À la suite d’Adorno et Habermas, Bürger explicite la raison sociale de cette séparation. La spécificité de l’esthétisme le révèle : si la forme « devient son propre contenu », c’est pour permettre à chaque membre de la bourgeoisie de s’éprouver « comme “homme“ » ; c’est-à-dire comme individu auquel il est « permis de laisser s’épanouir la totalité de ses facultés ». En effet, pour le bourgeois, « la vie se réduit à une fonction partielle (l’agir selon des fins rationnelles) » ; corollairement, l’art est appelé à fonctionner comme une compensation, à travers laquelle l’individu retrouve son unité. À cette fin, il faut que le contenu de l’œuvre désigne une réalité pleine. Une ambition que l’esthétisme prétend prendre en charge, en offrant la possibilité d’une « immersion solipsiste dans l’œuvre ».

 

Ce faisant, la causalité sociale de l’esthétisme reste cachée derrière l’apparition de la forme autonome.

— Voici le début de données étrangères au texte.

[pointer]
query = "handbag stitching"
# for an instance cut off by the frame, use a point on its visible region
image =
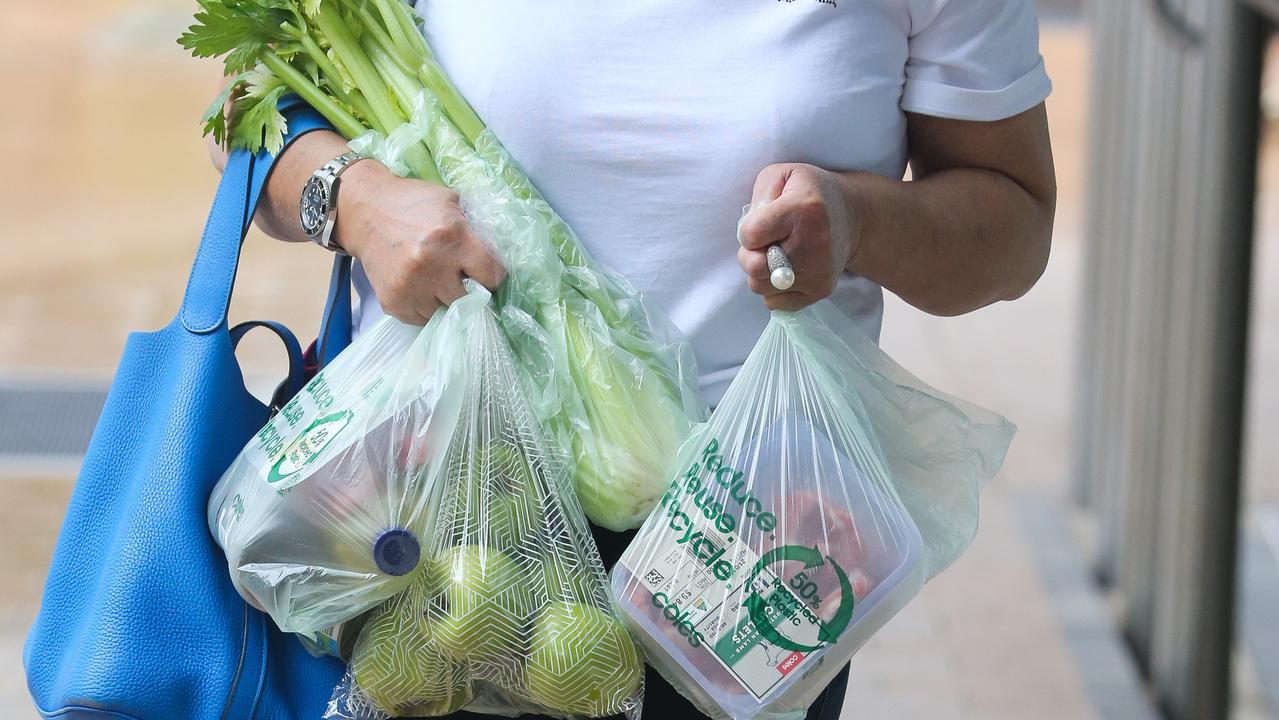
(239, 665)
(83, 710)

L’art est ainsi naturalisé comme expérience séparée, et il n’est plus d’art qu’inscrit dans l’institution de cette séparation : c’est la sanctuarisation des œuvres dans des lieux qui leur sont spécialement dédiés (musées, salles de concert, etc.). L’art est alors exclu de l’exercice de quelque « impact social » (p. 36).

 

 

 

Nous voici au second moment de l’analyse : les avant-gardes peuvent être comprises comme une « attaque » menée contre la fonction de compensation qu’elles comprennent comme une « absence de fonction sociale » (p. 82). Cette critique considère l’art et l’institution dans laquelle il s’inscrit comme un tout (p. 35), auquel elle s’oppose globalement. En cela, la critique d’avant-garde se distingue d’une « critique immanente », qui joue à l’intérieur de l’institution (ex. : les Anciens contre les Modernes), pour attaquer, non un style déterminé, mais l’ensemble des œuvres, et non seulement celles-ci, mais encore leur « système de production et de distribution » ainsi que les « représentations » qui les légitiment. Il s’agit d’une « autocritique » de l’art, dont Bürger résume ainsi la finalité :

 

« l’art ne doit pas seulement être détruit ; il doit être transféré dans la vie pratique, de manière à y être conservé, dût-il pour cela être transformé » (p. 82-83).

 

En cours de parcours, les avant-gardes rencontrent une contradiction, qui mène le propos de Bürger à un troisième moment. L’idée, que « les besoins dont la satisfaction est impossible dans l’existence quotidienne » puissent trouver un « exutoire » dans l’art, émerge avec la séparation de ce dernier. Cette séparation se trouve alors au principe de l’intention critique des avant-gardes. A contrario, une fusion accomplie de l’art et de la vie, impliquerait la dissipation de cette séparation, c’est-à-dire la dissipation de l’avant-garde. Telle est la contradiction :

 

« Dès lors que l’art et la pratique de la vie forment une unité, que la pratique devient esthétique et l’art pratique, une fonction sociale de l’art ne peut plus être établie, parce que la séparation des deux sphères (art et vie pratique), constitutives du concept de fonction, n’a plus aucune valeur » (p. 85).

 

La séparation de l’esthétique se maintient alors au sein des pratiques et productions d’avant-garde, leur fin demeurant de ce fait inatteignable.

 

Malgré cette contradiction, Bürger admet que les avant-gardes aient pu, pendant une période, revêtir le sens d’une participation au « progressisme historique », assumé mondialement par les partis communistes. Mais entre-temps, l’industrie culturelle a, de l’avis de l’auteur, fait place à « un faux dépassement de la distance entre l’art et la vie » (p. 84), qui s’exprime à travers des récits pseudo-réels, ayant pour caractère, de nouveau, de masquer la domination de la bourgeoisie. Or la sanction de ce faux dépassement est de rendre « encore plus évident le caractère contradictoire de l’entreprise des avant-gardes » (p. 84).

 

 

 

Cette contradiction peut-elle être surmontée in fine ? La brillante analyse de Bürger manque de répondre à cette question. Un manque dommageable, dans la mesure où l’auteur déroge alors au principe qu’il a préalablement posé, selon lequel « toute théorie doit rendre raison de son objet et des problèmes qu’elle pose » (p. 10). Conscient de cette limite toutefois, Bürger concède que, selon lui, la question reste ouverte de la relation entre art et pratique dans une société socialiste.